6ml onboard is enough to get me through 2 days and the battery lasts the duration of a bottle on my current build.

Reactions: Like 4 | Winner 4


----------



## Stosta (15/3/16)

The circled one is my EDC. 0.7 Ohms, 25 Watts, VM XXX... Winner!

Reactions: Like 2


----------



## Greyz (15/3/16)

Gazzacpt said:


> It fits in my pocket, doesn't leak juice if I leave it in a hot car and has never broke, not once while in service.
> 6ml onboard is enough to get me through 2 days and the battery lasts the duration of a bottle on my current build.



In before Rob LOL

Reactions: Like 1 | Funny 1


----------



## Gazzacpt (15/3/16)

Greyz said:


> In before Rob LOL


I got lucky, browsing while I stopped for lunch


----------



## Rob Fisher (15/3/16)

P67 Tropical Ice, Snow Wolf Mini with Target Tank XXX, Back Up REO with Tropical Ice!

Reactions: Like 5 | Winner 1


----------



## BumbleBee (15/3/16)

Yip, I carry this between home and work everyday, I like being prepared

Reactions: Like 6 | Winner 4


----------



## Nailedit77 (15/3/16)

I love this setup, subtank mini nano connector

Reactions: Like 4


----------



## TommyL (15/3/16)

My EDC is the rx200 with a kennedy on top, .12ohm gasPhase dual aliens all day every day

Reactions: Like 2 | Winner 1


----------



## BuzzGlo (15/3/16)

simple Evic Vtc mini and bellus combo, and Subtank as a backup

Sent from my HUAWEI P7-L10 using Tapatalk

Reactions: Like 3


----------



## Petrus (15/3/16)

My favourite, Reo Grand, Ol16, Metador

Reactions: Like 5 | Winner 4


----------



## Mac75 (15/3/16)

Everywhere I go....


Sent from my iPhone using Tapatalk

Reactions: Like 3


----------



## Greyz (15/3/16)

I need to roll with @BumbleBee and @Mac75 - we could coil for years with all that gear!

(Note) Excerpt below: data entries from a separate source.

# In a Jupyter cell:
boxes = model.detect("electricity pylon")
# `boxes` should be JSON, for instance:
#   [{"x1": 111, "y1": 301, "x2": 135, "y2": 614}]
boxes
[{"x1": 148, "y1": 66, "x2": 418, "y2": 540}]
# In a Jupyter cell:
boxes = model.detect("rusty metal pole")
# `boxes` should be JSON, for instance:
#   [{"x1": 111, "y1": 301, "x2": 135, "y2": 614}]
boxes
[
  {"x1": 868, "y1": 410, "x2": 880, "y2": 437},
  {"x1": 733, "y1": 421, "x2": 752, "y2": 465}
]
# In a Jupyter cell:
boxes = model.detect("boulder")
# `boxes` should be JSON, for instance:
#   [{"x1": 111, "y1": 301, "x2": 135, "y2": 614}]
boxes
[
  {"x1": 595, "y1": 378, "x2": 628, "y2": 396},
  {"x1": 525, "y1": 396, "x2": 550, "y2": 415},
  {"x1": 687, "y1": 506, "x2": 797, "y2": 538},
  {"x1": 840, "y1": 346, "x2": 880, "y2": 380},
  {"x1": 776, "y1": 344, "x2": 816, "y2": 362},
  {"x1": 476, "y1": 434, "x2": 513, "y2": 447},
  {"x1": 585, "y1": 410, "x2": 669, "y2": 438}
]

Reactions: Like 1 | Funny 1


----------



## ChrisFJS (15/3/16)

Take all this with me just about everywhere I go

Reactions: Like 2


----------



## WARMACHINE (15/3/16)

Kbox with Trinty Subtank

VTC Mini with Subtank

Reactions: Like 5


----------



## oldtimerZA (15/3/16)

my cuboid with spare charged batteries. Never really had to swap batteries during the day, but it helps to have them for using at night.

Reactions: Like 2


----------



## gertvanjoe (15/3/16)

Sent from Mars

Reactions: Like 2


----------



## Papa_Lazarou (16/3/16)

I'm a working stiff, so I take two real workhorses with me on the go...




Auric (Goldfinger) on the left gets a DIY chai in the velocity, while Kobe (the mod was sent to me via Japan due to a USPS screw up) rocks a DIY absinthe blend in the pancake. My best mates, these.

I like the velocity because it reminds me of the Canadians on South Park...

Reactions: Like 4 | Winner 1 | Funny 5


----------